Spiced English Cucumber Slices
Nothing like crisp, only slightly wilted, cucumber slices that have bathed in a sweet-sour-spicy-aromatic infusion.
These English cucumbers beautifully accompany smoked meats and cold seafood plates. My Chef amigo, Kevin Babbitt, created this recipe for a Fall party that we catered. The combination of Coriander with Red Chile flakes is remarkable.
I invite you to email Chef Kevin if you like how this turns out for you. He’s always happy to share recipes and techniques. His email follows the recipe.
1 English Cucumber (that’s the one in the plastic wrap.
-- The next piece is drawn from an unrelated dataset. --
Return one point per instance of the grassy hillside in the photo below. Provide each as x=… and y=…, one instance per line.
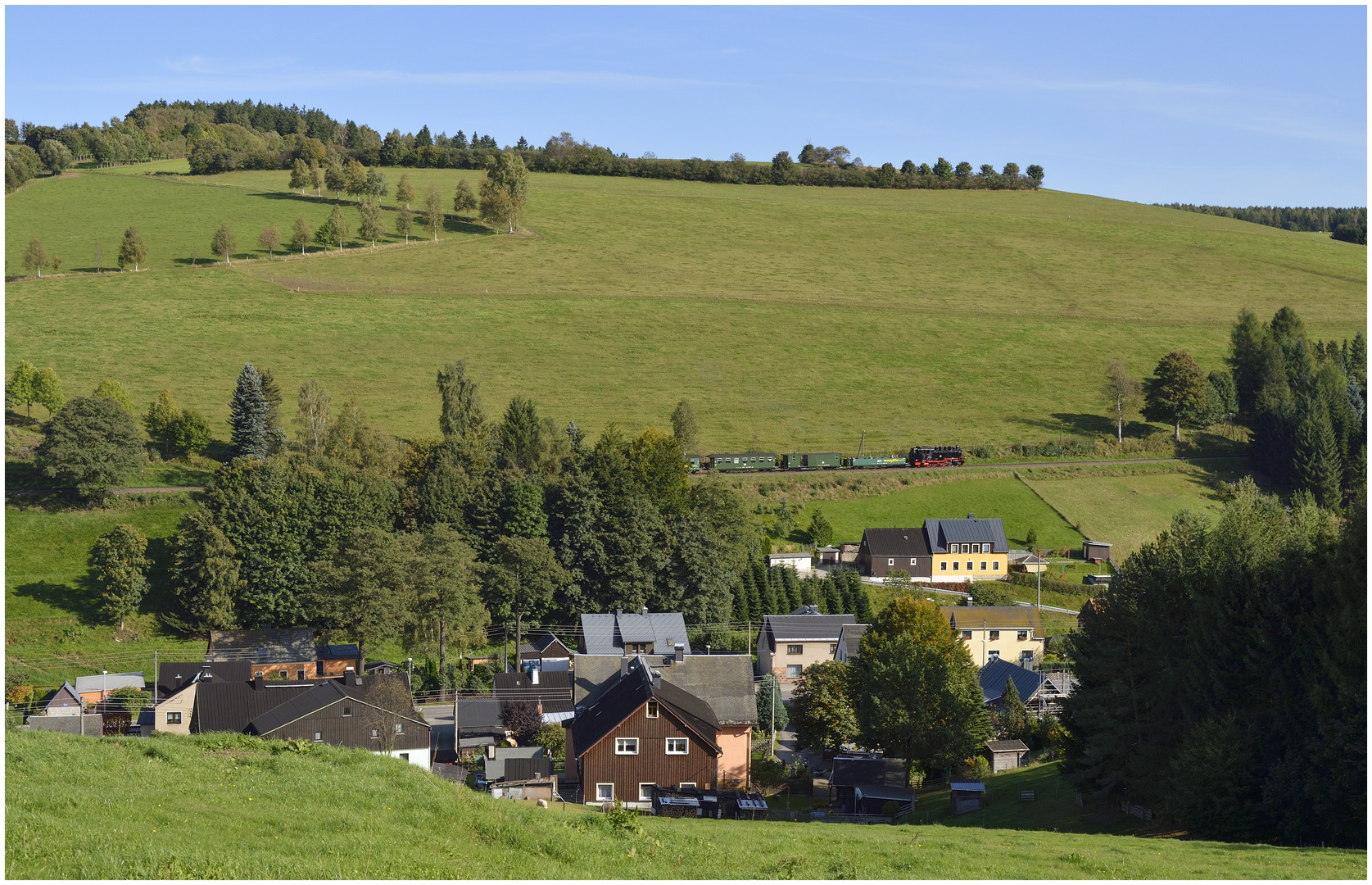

Won’t have problem w/seeds)
1/2 Cup Rice Vinegar
1/4 Cup Red Wine Vinegar
1 Cup Water
3/4 Cup White Granulated Sugar
1 Tbsp Coriander
1 Tbsp Black Peppercorns
1/2 Tbsp Red Chile Flakes
1 Tbsp Kosher Salt
1 Bay Leaf
1. In a saucepan heat all of the ingredients, except the cucumber of course, until the sugar has dissolved completely. Set aside and let the solution cool until it is tepid.
2. Thinly slice the English cucumber. Using a mandolin is great but a knife will do.
3. Place the cucumber slices in the solution and let the flavors infuse for 45 minutes.
4. Drain and serve immediately or chill in the fridge for later service.